Custom serialization for non-user types and non-serializable types for Hera runner (Parameter/Artifact inputs and outputs) #1166

elliotgunton · 2024-08-21T16:13:44Z

Is your feature request related to a problem? Please describe.
Tried to use pandas.DataFrame for outputs, got error:

Traceback (most recent call last):
  File "/usr/local/lib/python3.12/site-packages/hera/workflows/_runner/util.py", line 222, in _runner
    output = _save_annotated_return_outputs(function(**kwargs), output_annotations)
             ^^^^^^^^^^^^^^^^^^^^^^^^^^^^^^^^^^^^^^^^^^^^^^^^^^^^^^^^^^^^^^^^^^^^^^
  File "/usr/local/lib/python3.12/site-packages/hera/workflows/_runner/script_annotations_util.py", line 250, in _save_annotated_return_outputs
    _write_to_path(path, value)
  File "/usr/local/lib/python3.12/site-packages/hera/workflows/_runner/script_annotations_util.py", line 326, in _write_to_path
    output_string = serialize(output_value)
                    ^^^^^^^^^^^^^^^^^^^^^^^
  File "/usr/local/lib/python3.12/site-packages/hera/shared/serialization.py", line 51, in serialize
    if value == MISSING:
       ^^^^^^^^^^^^^^^^
  File "/usr/local/lib/python3.12/site-packages/pandas/core/generic.py", line 1577, in __nonzero__
    raise ValueError(
ValueError: The truth value of a DataFrame is ambiguous. Use a.empty, a.bool(), a.item(), a.any() or a.all().

Python:

global_config.experimental_features["script_pydantic_io"] = True


class Datasets(Output):
    X_train: pd.DataFrame
    X_test: pd.DataFrame
    y_train: pd.Series
    y_test: pd.Series

    class Config:
        arbitrary_types_allowed=True


# Load dataset
@script(constructor="runner")
def load_and_split_dataset(
    dataset_path: Annotated[
        Path,
        S3Artifact(...),
    ],
) -> Datasets:
    data = pd.read_csv(dataset_path)

    # Split into features and target
    X = data.drop("Outcome", axis=1)
    y = data["Outcome"]

    # Train-test split
    X_train, X_test, y_train, y_test = train_test_split(
        X, y, test_size=0.2, random_state=42
    )

    return Datasets(
        X_train=X_train,
        X_test=X_test,
        y_train=y_train,
        y_test=y_test,
    )

Pandas DataFrames have a to_json method which would make things easier, but I have no way to tell the serialize function in hera.shared.serialization what to do with DataFrames. I also can't change the class code, hence "non-user" type (I could subclass it though?).

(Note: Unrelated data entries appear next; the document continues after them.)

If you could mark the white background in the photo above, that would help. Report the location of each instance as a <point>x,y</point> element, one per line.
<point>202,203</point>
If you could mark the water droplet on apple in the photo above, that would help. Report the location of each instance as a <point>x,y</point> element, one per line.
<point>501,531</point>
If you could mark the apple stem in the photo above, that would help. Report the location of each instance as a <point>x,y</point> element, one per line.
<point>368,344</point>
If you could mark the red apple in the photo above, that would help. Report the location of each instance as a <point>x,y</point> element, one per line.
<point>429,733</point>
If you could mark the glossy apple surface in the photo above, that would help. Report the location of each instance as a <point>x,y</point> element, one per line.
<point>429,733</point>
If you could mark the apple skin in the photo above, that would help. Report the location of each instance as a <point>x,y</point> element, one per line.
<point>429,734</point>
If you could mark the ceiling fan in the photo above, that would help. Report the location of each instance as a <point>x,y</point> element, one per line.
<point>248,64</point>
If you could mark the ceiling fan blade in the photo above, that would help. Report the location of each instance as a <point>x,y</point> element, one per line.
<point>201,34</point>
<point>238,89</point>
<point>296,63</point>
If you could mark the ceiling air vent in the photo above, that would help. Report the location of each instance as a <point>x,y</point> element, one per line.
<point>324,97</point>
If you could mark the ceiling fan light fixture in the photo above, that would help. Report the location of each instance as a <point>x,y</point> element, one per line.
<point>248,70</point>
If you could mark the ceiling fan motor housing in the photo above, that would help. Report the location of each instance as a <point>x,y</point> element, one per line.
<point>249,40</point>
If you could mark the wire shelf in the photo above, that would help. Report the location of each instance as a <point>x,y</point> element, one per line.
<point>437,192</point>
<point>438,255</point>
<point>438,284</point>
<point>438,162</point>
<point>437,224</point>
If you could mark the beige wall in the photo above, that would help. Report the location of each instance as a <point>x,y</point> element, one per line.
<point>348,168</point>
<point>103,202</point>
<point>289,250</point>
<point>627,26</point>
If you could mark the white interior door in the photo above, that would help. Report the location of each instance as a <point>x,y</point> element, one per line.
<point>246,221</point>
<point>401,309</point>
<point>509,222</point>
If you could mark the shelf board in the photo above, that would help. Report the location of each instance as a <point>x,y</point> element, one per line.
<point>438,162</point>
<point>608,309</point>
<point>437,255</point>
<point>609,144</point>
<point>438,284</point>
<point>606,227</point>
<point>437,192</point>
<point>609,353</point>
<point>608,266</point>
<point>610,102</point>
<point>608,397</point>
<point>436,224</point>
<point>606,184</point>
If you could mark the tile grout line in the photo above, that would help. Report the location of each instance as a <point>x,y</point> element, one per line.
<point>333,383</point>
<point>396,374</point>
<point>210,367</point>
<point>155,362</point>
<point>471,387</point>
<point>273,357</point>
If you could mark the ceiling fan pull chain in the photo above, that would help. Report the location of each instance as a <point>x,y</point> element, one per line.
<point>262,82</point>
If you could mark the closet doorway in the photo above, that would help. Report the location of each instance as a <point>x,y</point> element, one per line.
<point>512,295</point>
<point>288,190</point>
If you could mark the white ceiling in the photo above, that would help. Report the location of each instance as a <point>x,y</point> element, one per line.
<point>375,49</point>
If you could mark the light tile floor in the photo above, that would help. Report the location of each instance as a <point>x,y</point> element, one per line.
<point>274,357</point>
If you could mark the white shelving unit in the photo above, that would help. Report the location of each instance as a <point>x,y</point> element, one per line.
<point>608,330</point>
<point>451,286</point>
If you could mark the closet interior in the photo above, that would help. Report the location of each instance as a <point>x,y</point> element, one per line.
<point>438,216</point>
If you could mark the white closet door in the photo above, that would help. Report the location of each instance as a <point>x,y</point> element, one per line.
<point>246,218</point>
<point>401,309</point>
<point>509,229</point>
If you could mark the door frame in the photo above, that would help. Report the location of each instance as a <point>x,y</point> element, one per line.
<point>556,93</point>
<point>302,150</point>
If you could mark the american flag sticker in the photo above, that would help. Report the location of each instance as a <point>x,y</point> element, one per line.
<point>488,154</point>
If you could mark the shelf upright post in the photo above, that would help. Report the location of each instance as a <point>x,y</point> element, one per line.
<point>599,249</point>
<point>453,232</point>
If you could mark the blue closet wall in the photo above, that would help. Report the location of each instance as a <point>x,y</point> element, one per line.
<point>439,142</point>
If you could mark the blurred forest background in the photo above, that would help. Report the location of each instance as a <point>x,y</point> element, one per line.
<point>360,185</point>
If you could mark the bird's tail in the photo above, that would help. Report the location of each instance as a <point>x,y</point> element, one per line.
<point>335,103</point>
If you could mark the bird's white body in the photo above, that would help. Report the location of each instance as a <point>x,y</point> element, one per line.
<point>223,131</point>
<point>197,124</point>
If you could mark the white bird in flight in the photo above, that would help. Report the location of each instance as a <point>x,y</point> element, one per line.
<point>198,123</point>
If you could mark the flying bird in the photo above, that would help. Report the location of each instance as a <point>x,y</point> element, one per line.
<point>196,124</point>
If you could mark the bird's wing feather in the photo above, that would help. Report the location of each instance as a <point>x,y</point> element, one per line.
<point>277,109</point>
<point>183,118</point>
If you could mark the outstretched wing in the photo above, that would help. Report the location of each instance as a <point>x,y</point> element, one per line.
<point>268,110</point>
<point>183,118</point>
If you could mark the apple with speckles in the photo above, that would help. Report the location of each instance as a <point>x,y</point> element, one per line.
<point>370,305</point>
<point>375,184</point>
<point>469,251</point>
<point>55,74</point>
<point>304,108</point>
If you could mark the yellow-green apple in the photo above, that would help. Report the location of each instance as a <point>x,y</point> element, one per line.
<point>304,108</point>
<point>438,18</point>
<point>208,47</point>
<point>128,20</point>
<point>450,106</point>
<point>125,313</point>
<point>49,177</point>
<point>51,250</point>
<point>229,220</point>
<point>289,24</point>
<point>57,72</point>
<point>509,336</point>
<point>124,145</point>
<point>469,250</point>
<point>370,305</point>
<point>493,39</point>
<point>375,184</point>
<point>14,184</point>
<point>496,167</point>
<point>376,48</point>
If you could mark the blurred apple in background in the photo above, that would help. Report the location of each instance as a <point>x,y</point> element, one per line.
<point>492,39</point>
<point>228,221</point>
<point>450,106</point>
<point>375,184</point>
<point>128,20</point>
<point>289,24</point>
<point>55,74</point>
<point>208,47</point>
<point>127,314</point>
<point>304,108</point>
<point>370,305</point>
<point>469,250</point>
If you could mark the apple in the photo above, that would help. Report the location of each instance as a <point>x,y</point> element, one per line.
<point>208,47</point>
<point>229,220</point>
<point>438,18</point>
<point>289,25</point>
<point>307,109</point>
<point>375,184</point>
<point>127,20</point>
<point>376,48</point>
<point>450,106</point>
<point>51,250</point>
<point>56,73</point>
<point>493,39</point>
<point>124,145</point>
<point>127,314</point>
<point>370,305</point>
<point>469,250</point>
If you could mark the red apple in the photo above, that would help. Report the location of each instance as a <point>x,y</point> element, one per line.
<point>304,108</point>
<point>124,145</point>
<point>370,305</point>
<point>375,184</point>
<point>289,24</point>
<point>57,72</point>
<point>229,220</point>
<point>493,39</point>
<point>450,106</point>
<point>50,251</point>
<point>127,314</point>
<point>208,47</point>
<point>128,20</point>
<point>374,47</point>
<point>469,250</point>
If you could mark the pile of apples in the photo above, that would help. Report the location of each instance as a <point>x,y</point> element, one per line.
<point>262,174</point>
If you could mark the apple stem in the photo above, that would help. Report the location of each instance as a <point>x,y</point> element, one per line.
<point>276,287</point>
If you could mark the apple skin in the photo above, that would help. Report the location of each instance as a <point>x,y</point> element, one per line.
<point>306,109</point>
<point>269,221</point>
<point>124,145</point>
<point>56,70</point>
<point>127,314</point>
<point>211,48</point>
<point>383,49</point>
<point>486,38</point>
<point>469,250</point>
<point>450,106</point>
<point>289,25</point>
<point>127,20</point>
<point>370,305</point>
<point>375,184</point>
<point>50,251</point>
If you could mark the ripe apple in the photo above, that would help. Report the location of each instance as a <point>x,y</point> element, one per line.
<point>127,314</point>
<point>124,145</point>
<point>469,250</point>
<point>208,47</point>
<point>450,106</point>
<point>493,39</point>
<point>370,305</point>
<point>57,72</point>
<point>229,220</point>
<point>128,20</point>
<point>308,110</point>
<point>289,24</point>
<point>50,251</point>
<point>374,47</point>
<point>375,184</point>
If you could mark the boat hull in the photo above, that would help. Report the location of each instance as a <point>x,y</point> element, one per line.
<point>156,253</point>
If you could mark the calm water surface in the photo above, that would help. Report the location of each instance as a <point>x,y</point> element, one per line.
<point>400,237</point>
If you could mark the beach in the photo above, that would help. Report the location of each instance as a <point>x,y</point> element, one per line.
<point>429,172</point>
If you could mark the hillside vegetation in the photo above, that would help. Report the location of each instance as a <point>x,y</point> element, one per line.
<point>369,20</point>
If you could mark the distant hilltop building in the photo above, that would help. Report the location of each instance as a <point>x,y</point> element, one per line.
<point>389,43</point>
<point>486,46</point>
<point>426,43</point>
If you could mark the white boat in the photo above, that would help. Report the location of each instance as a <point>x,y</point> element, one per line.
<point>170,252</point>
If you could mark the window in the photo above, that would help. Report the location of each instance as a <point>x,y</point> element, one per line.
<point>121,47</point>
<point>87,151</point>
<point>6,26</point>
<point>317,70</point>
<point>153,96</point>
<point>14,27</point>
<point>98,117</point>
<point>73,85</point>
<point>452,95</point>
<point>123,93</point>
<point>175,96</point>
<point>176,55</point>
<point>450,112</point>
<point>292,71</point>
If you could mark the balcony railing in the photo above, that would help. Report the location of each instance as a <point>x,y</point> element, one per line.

Describe the solution you'd like
A clear and concise description of what you want to happen.

An easy way to plug in the "how" for serializing custom types in the runner, e.g. as part of the type annotation, or a global setter such as global_config.serializer = my_serializer, or maybe in the RunnerScriptConstructor? (Needs some more thought)

Describe alternatives you've considered
A clear and concise description of any alternative solutions or features you've considered.

Just use strs and use the DataFrame.to_json method
Create a subclass and associated runtime files of RunnerScriptConstructor so I can use my own serialize function

Additional context
Add any other context or screenshots about the feature request here.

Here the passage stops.